Japanese property system

Most nations follow one of two main legal systems: Common Law (in the USA, Britain, Australia etc.) and Civil Law (in France, Germany, other European countries and also Japan).
In the 19th century, Japan based its Civil Code on the legal codes of France and Germany, both Civil Law systems.

Although it can be jointly owned, Civil Law systems regard property as indivisible in theory, so a transaction transfers ownership completely or not at all.
It makes no distinction between beneficial, legal or equitable titles, as does Common Law.

One analogy is that Civil Law treats property ownership as a box: whoever has the box, owns it. The owner can open the box and transfer the rights inside it to others, but still owns the box.
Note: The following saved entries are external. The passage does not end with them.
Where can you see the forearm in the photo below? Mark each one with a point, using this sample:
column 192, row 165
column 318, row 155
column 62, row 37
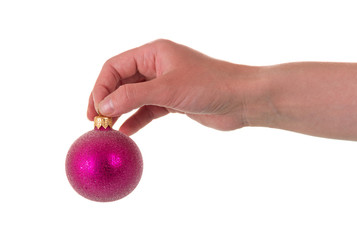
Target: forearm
column 313, row 98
In Common Law, property ownership is like a cake. You can keep the whole cake or divide it into slices. Each slice represents a part of the ownership of the property, as there is division of ownership, not just the transfer of rights.

The Japanese Civil Code bases property law on the principle of ownership. Article 29 of the Japanese Constitution includes the property rights of Japanese citizens:
1) the right to own property is inviolable;
2) property rights shall be defined by law, in conformity with the public welfare; and
3) private property may be taken for public use upon just compensation for this.
The Civil Code prohibits the creation of new real property rights not provided for in the law. The main property rights are ownership, possession, leases and usufruct. Accessory property rights include pledges, mortgages and easements.